El coronel Weston repasó el registro del hotel. De vez en cuando, mientras leía, lanzaba una mirada a Poirot, que formaba el cuarto miembro del grupo reunido en el despacho de la gerencia.
—En esto nos podrá usted ser muy útil probablemente —dijo a Poirot.
Terminó de leer los nombres.
—¿Que hay de la servidumbre? —preguntó.
Mistress
Castle sacó una segunda lista.
—Hay cuatro camareras, el jefe de comedor y tres hombres a sus órdenes, y Henry, que atiende el bar. William se encarga de limpiar el calzado. Tenemos también una cocinera y dos mujeres como ayudantes.
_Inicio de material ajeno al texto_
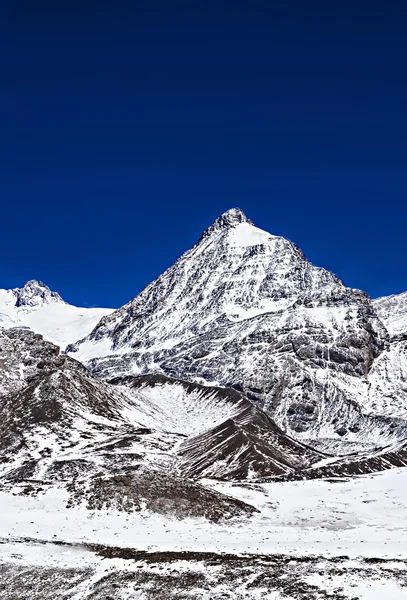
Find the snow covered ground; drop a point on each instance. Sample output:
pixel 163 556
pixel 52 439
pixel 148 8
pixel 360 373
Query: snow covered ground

—¿Qué hay de los camareros?
Albert, el
maître
del hotel, me fue recomendado por el Hotel Vincent & Plimouth. Estuvo allí algunos años. Los tres hombres a sus órdenes llevan aquí tres años. Uno de ellos cuatro. Son buenos muchachos y muy respetuosos. Henry está a mi servicio desde que se abrió el hotel. Es toda una institución.
—No parece haber nada sospechoso —dijo Weston a Colgate—. De todos modos, comprobará usted los antecedentes de esta gente. Gracias,
mistress
Castle.
—¿No necesita usted nada más?
—Esto es todo por el momento.
Mistress
Castle abandonó el despacho.
—Lo primero que hay que hacer es hablar con el capitán Marshall —dijo Weston.